Hot dead oil circulation

In the conventional loop and single line looped with a service line, hot dead oil circulates from topsides in the production lines. The longer the tieback length, the higher the initial dead oil temperature must be to warm the pipe and the longer the flowline will take to warm.

The research showed a warm-up profile on a 20-km (~12-mi) tieback reaching a safe temperature after 20 hr. For this operation, 30,000 bbl of dead oil are required to warm the line. Substantial storage and topsides boosting capacities have to be taken into account when connecting a new development of this type to the host facilities.

Chemical injection

Configurations with a gas/liquid separator comprise only one multiphase line (no service line needed). Another approach excluding fluid circulation can be considered.

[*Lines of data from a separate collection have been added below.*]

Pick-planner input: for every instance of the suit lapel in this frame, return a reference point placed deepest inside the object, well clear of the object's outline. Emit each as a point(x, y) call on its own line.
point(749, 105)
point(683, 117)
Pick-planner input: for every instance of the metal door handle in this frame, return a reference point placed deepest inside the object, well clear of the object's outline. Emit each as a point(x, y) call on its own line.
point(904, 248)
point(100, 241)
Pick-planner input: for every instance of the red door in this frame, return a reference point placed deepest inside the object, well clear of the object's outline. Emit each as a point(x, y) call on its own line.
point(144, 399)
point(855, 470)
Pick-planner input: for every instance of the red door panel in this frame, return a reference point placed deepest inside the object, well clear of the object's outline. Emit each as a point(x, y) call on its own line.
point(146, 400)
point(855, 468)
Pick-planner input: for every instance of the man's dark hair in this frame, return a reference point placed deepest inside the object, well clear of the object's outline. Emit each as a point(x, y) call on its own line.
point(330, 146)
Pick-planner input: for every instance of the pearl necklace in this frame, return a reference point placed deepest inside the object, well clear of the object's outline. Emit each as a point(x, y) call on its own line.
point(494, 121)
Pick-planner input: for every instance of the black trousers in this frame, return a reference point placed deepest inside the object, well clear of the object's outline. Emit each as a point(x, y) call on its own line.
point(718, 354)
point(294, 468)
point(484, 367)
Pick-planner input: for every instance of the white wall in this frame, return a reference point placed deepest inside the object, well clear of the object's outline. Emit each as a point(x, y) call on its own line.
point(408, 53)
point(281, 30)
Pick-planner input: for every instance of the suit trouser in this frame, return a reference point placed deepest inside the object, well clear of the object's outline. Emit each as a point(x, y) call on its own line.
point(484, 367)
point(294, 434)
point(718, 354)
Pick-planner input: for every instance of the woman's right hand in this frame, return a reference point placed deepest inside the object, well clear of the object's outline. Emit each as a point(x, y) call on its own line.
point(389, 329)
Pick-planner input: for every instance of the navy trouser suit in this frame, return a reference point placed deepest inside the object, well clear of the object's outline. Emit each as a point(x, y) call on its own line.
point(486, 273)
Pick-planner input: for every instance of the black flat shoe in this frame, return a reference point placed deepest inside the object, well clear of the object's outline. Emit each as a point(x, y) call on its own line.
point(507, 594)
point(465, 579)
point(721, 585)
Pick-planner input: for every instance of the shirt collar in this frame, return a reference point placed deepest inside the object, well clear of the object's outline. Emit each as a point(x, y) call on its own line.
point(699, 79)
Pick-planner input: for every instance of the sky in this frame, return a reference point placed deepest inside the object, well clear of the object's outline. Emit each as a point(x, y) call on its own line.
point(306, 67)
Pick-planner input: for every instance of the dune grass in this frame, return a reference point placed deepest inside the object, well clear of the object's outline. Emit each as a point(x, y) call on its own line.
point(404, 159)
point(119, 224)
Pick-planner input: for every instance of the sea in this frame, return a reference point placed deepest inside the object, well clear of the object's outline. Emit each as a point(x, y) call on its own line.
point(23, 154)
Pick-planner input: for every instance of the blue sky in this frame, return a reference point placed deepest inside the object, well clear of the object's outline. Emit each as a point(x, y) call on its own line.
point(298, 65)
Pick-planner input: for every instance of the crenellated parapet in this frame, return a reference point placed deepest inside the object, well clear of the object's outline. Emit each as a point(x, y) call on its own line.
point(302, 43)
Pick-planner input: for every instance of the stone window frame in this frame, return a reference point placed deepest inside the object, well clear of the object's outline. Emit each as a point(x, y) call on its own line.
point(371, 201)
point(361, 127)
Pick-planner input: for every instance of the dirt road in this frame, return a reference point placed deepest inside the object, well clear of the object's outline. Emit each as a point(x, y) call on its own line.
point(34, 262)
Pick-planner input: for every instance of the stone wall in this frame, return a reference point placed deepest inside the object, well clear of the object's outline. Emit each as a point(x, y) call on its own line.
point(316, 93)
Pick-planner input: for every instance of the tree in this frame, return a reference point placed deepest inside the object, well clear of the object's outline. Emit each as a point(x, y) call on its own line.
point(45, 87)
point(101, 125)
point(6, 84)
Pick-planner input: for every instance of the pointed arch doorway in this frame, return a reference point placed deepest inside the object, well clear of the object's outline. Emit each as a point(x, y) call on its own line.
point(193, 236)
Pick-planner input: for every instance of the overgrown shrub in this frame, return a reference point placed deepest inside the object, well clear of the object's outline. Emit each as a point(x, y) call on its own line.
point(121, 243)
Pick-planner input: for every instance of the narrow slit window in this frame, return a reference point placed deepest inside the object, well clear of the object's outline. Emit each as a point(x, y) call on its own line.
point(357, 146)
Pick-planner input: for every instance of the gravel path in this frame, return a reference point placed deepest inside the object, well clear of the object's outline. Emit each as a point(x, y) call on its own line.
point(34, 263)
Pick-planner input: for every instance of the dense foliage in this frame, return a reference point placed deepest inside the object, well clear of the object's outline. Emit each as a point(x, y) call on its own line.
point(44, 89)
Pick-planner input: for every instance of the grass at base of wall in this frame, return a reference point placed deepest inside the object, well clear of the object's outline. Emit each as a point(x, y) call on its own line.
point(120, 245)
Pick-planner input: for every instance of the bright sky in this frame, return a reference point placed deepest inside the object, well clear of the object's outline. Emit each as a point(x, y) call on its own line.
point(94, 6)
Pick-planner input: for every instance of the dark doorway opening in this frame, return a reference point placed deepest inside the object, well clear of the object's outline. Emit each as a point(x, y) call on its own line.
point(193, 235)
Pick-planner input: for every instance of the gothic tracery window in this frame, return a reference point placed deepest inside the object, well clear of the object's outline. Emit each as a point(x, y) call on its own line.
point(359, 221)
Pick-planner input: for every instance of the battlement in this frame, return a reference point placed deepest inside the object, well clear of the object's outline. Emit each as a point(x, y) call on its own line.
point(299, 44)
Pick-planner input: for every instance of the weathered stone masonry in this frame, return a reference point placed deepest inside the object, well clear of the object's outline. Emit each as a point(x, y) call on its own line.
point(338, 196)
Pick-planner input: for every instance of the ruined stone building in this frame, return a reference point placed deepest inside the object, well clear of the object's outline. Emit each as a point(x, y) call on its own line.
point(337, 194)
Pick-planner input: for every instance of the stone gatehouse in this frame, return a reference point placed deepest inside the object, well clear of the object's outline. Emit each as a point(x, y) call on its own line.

Restart with injection of inhibitors like methanol coupled with a long ramp-up and start-up at low pressure are one possibility. The time it takes to warm up the line before chemical injection can be stopped will be long for long distances. The quantity of chemicals will also depend on the water-cut in the produced fluid.

Electrical heating

With an electrically heated system, the wells can be restarted directly, as the production line is already warmed and DEH offers extensive flexibility in managing such operations, as the system is ready to start. Nevertheless, it demands highly reliable electrical devices, as there is no back-up.

Impact on host facilities

The management of transient operations has a substantial impact on the host facilities.

The conventional loop and single line looped to a service line require dedicated storage of wax-free dead oil and a recirculation pump to ensure efficient preservation and warm-up.

Essential generation should ensure:

  • Topsides boosting for the conventional loop and single line looped to a service line
  • Power supply for the electrical heating system, for scenarios assuming this preservation mode.

Electrical power and power transmission systems have to be installed on the facilities for electrically heated configurations.

For a gas/liquid separation scenario, provision must be made for large chemical storage capacities (thermodynamic or LDHI) and a dedicated circulation pump for chemicals.

Production considerations

The power to be supplied on the topsides during routine production will differ depending on the scenario. Our analysis compared various scenarios for a 20-km tieback, assuming the conventional loop as reference case. Only the DEH system presents significantly higher power needs, as the electrical heating is coupled with wet insulation. Heat tracing is unnecessary as an efficient pipe in pipe is enough to ensure the minimal thermal requirements.

One scenario involved a 70-km tieback length; it was selected to emphasize the impact of the new scenarios on power consumption under normal production conditions. The conventional loop and single line looped to a service line are shown, with thermal limitations corresponding to current passive technologies.

DEH systems require four times more power than a conventional loop as they are combined with wet insulation. PiP coupled with heat tracing consumes less power than DEH. Installation constraints and reliability of the electrical devices are the crucial issues on these technologies.

Conclusion

As step-out distances become longer and fluids more challenging, the limitations of conventional tieback technologies become greater and the costs (both capex and opex) higher. The distances are limited by constraints centering on the fluid properties.

Subsea processing and other innovative subsea configurations considerably extend the potential step-out length (up to 100 km, or about 60 mi, in favorable cases). These long tie-back developments therefore include subsea processing, bigger pipe diameters or electrical heating systems, all of which strongly affect installation capabilities and procedures.

A cross-disciplinary organization composed of several competencies working to understand and cover the whole scope of work for screening studies is therefore a definite plus point, allowing comprehensive optimization of the solutions. This is critical to enhance the economical viability of these satellite fields and above all to reduce the risks related to the interfaces.

Acknowledgement

Based on a paper presented at Deep Offshore Technology International held on Nov. 30-Dec. 2 in Amsterdam.